Is there any question more fraught than what age kids should start kindergarten? Yes, probably. But not this time of year. Parents of children born between June and January have to face it at least once in their lives — is this the year we send Junior off to kindergarten or should we red-shirt and pack him off when he’s older?
I never thought I’d get caught up in this discussion — my two daughters were born in the safe and unambiguous month of March — but then I had my son. Early December. What to do, what to do.

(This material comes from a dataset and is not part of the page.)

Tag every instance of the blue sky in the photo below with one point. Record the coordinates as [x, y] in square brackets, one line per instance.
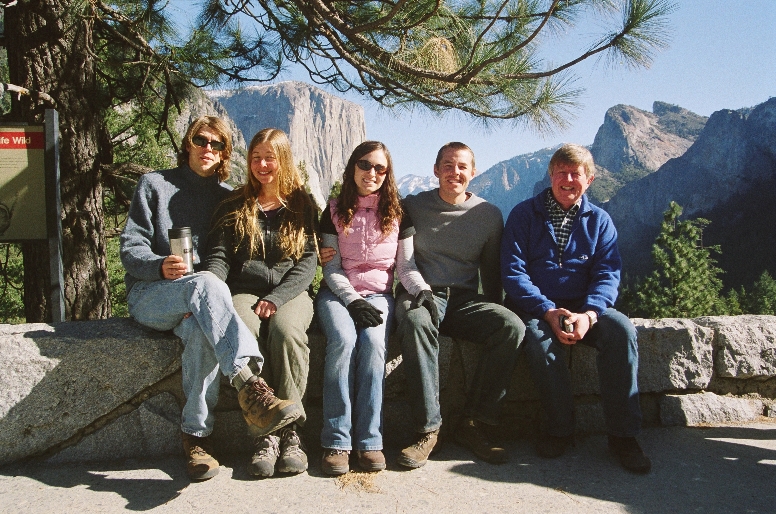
[722, 55]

We live in California, which has some of the youngest kindergarteners in the nation, thanks to its age of entrance cut-off date of Dec. 2. Nearly one quarter of California kindergartners start school at 4. A bill in the Legislature could change the cut-off date to Sept. 1, and bring California in line with most of the rest of the country.
And make my decision for me.
The age at which a child in the U.S. is old enough to start kindergarten is left up to the state, though some state’s allow each district to decide (some of those districts let schools decide and some of the schools let parents decide!). But for most, a child has to be 5 by September 1, though a few states and districts stretch it out to October 16.

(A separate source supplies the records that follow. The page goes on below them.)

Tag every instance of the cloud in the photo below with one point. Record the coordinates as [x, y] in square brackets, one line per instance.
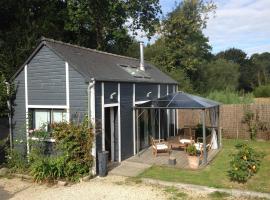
[243, 24]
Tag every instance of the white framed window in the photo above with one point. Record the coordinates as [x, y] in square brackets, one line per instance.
[44, 118]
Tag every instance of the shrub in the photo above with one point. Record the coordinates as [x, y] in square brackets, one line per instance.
[74, 144]
[244, 164]
[191, 150]
[231, 97]
[262, 91]
[48, 168]
[17, 161]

Fewer than 10 states, including heavily populated New York and California, push it even later into December and in a couple of places to Jan. 1. When you start going that late, you wind up with the potential for an 18-month age difference between the oldest and youngest.

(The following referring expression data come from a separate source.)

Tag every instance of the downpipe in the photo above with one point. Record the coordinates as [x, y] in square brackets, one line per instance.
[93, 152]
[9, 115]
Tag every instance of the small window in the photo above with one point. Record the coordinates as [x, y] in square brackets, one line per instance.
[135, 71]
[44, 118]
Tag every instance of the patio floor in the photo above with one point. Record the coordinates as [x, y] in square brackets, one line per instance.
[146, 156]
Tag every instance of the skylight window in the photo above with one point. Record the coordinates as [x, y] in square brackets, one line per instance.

Which, that could be a little daunting for some, couldn’t it?
Now, I’d love to think this bill in California has children’s best interests in mind. It’s actually a strategy for reducing enrollment and saving the state money. And it also introduces a problem for parents with those August to December babies. A whole extra year of preschool expenses, a scramble to find space in an developmentally appropriate program.
The problem, though, with the very, very young is that the nation’s education standards are really not meant for four-year-olds (they’re barely appropriate for five-year-olds — though I know your kid was so advance she was bored). With that in mind, pushing the entrance age to school is probably a favor the state would be doing for the kids (and teachers), though there’s actually no evidence that older kids do better (quite the opposite). It comes down, like so many things, to the individual child.
What’s your school’s age of entrance? Are you sweating out a red-shirt decision? Is your pipsqueak suffering with classmates that already shave?